The story begins with Lilia, the disappointing widow of the eldest son of the Herriton family, catching a train to begin a tour of Italy with Caroline Abbott, a friend of the family. A little later, when the family is informed that Lilia is engaged to be married in the town of Monteriano, Philip Herriton, a great lover of the charms and wonders of Italy, is sent to make things right. Unfortunately, as Phillip later reflects, “nothing ever did go right in Monteriano.”

So many aspects of Where Angels Fear to Tread lead me to believe that the story could just as easily be named Pride and Prejudice as the Jane Austen novel. The characters and the story are driven largely by those two concepts, but also by more juxtaposed concepts, such as convention and unconventionality, obedience and disobedience, vanity and vulgarity, virtue and violence.

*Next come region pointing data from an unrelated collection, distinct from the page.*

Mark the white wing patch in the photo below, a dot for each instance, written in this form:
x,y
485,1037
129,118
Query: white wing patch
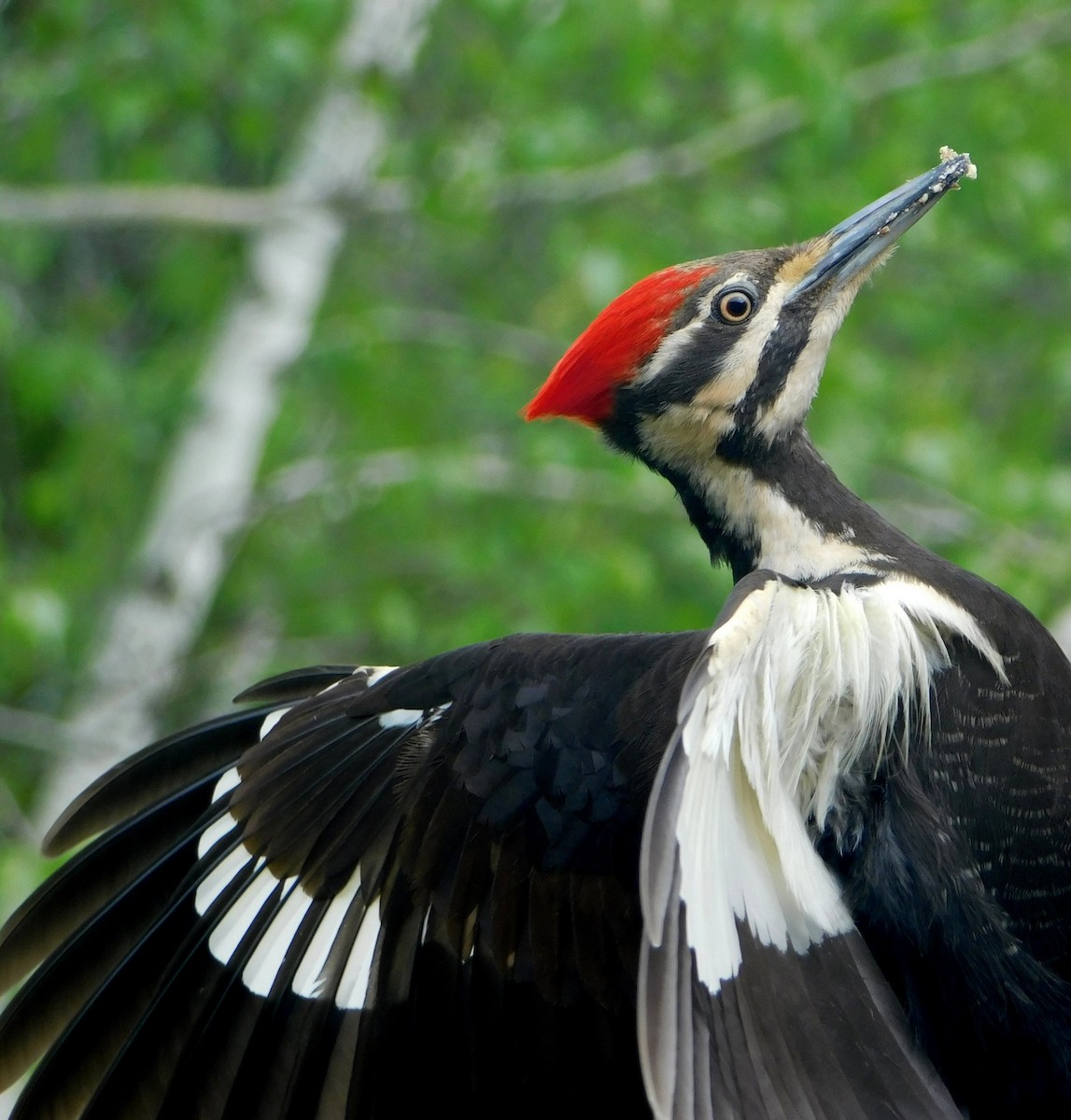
x,y
797,687
280,908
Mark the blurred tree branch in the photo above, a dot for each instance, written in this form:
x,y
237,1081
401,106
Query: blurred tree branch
x,y
191,204
208,476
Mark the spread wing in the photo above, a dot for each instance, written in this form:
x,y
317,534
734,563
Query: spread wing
x,y
375,891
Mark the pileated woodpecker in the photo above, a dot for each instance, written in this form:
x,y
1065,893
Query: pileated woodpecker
x,y
819,852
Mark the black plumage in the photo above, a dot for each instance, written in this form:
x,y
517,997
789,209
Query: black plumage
x,y
822,850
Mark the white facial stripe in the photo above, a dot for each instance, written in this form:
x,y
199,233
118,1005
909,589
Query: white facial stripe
x,y
791,543
741,362
680,340
792,403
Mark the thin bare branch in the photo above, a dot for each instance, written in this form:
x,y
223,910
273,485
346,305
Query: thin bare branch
x,y
208,477
192,204
34,729
757,127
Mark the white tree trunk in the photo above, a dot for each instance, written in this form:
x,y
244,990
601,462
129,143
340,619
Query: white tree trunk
x,y
209,474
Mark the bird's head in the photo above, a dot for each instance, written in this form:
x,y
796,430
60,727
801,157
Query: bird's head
x,y
724,356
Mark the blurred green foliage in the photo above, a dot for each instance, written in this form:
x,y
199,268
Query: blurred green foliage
x,y
439,518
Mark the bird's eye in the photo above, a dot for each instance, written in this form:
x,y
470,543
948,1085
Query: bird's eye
x,y
735,306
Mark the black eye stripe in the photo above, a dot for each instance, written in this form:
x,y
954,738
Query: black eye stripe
x,y
775,363
734,305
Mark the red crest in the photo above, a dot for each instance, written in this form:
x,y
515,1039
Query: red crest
x,y
614,346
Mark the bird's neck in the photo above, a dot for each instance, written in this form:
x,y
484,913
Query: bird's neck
x,y
785,511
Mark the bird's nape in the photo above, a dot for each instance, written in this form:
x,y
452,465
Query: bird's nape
x,y
812,861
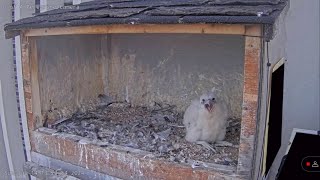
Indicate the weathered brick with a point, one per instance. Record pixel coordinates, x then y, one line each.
118 162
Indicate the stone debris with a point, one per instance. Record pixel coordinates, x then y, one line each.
158 130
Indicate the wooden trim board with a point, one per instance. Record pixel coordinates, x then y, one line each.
232 29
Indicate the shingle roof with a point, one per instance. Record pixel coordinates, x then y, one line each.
101 12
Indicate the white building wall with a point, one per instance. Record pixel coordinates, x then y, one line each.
297 40
10 137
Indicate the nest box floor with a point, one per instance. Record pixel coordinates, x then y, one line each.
158 130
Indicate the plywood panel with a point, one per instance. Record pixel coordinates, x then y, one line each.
175 69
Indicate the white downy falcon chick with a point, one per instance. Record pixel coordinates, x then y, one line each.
206 120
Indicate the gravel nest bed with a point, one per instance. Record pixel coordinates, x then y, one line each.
158 130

As a result, the reader is often whipped back and forth between humor and heartbreak, and Forster was wonderfully skilled at invoking both. He pokes a great deal of wicked fun at English “society,” and the characters tramp in and out of the continent of Europe with an almost farcical incompetence, such as when Phillip is sent back to Monteriano yet again, along with his sister Harriet.

On the second day, the heat struck them, like a hand laid over the mouth, just as they were walking to see the tomb of Juliet. From that moment everything went wrong. They fled from Verona. Harriet’s sketchbook was stolen, and the bottle of ammonia in her trunk burst over her prayerbook, so that purple patches appeared on all her clothes. Then, as she was going through Mantua at four in the morning, Philip made her look out of the window because it was Virgil’s birthplace, and a smut flew in her eye, and Harriet with a smut in her eye was notorious.

Later, in Bologna, “The hotel smelled, two puppies were asleep on her bed, and her bedroom window looked into a belfry, which saluted her slumbering form every quarter of an hour.”

Of course, this story is not all laughing at unlucky travelers or the ironic silliness of English snobbery. There is also tragedy and sorrow, often coming as direct results of snobbery, but also of the desire to rebel against convention. There is death of the innocent and profound callousness of the guilty, really quite jarring heartbreak after all the jokes about convention and vulgarity.

The town of Monteriano is almost a character itself in this story. It not only sets a beautiful and enchanting backdrop for often very ugly events, but also affects the characters as much as they affect each other. In addition, Monteriano provides a contrast to Sawston, the English town where the Harringtons and Caroline Abbott live, a contrast that both drives the characters to act against convention and robs them of the convictions that drove them upon leaving Sawston. While most of the characters undergo great changes by the end of the novel, Monteriano will always stay the same. Even if “nothing ever did go right in Monteriano” for the Herritons and Miss Abbott, Monteriano will go right on without them, and may be better off for their continued absence.